Poll reveals conflicting signals

  • 2009-10-22
  • From wire reports
TALLINN - Job search portal CV Keskus in a recent poll reported that 60 percent of respondents would agree to work for 12,500 kroons (800 euros) or less a month, reports news agency LETA. The number willing to work for a monthly wage of less than 10,000 kroons was 37 percent. Around 12 percent demand a monthly wage of over 20,000 kroons.
"W
e held such a poll in June this year, too. The result this time is a bit surprising, since wage expectations have increased, rather than decreased," said CV Keskus managing director Paavo Heil. The survey polled 4,190; 27 percent were jobless, 7 percent students and 66 percent employed.
Social and market research company Saar Poll manager Andrus Saar said that 22 percent of the Estonian population wants to leave the country to live abroad, and that this number is bigger now than it was a year ago.

Unemployment is listed as the biggest problem, say 64 percent of respondents; 57 percent say that the economic situation is the problem.
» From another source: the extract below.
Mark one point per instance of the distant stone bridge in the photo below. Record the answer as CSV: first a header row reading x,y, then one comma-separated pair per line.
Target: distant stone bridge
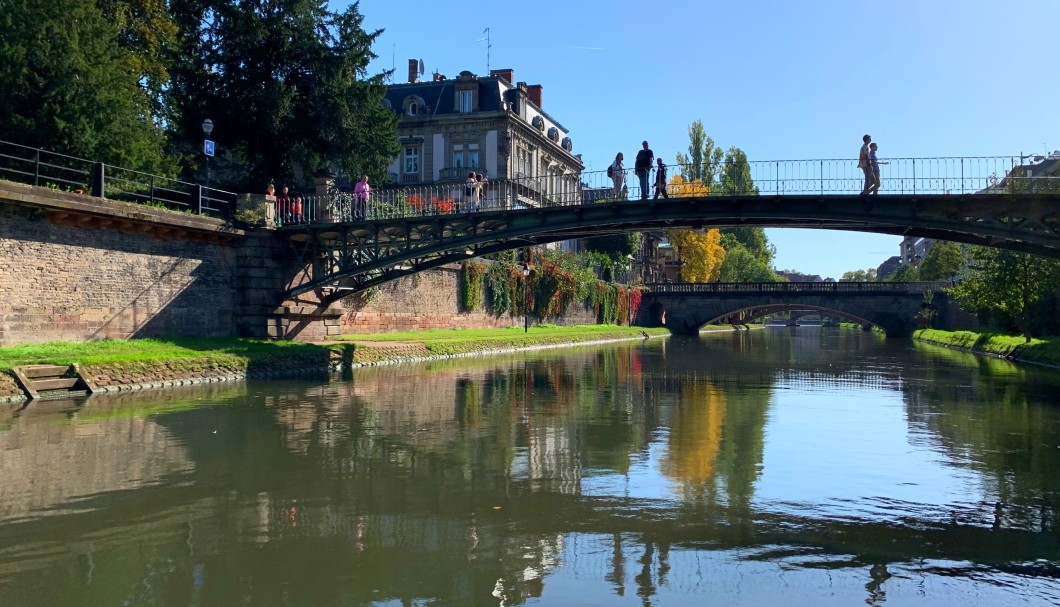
x,y
895,307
Almost 44 percent of those surveyed believe that things are going in the wrong direction in Estonia, while 30 percent say the economy is headed in the right direction.
More stress is on the way, as the Estonian Employers Confederation (EEC) estimates that Estonia's economy will drop by 15 percent this year, and that in order to be able to adopt the euro, costs would have to be cut by 2 billion kroons this year.

"This increases the risk that Estonia cannot fulfill the Maastricht criteria necessary to adopt the euro and that joining the euro area will be postponed to the indeterminate future," said EEC. The Confederation estimates that in addition to dividends withdrawn from companies, state expenditures would have to be cut by another 2 billion kroons to comply with the Maastricht budgetary criterion.
The EEC says that the trump cards Estonia had to attract foreign investments, bringing with them jobs, have disappeared and the state needs a new strategy to move forward and achieve new economic growth. Employers recommend structural reforms, mainly on education and workforce reforms.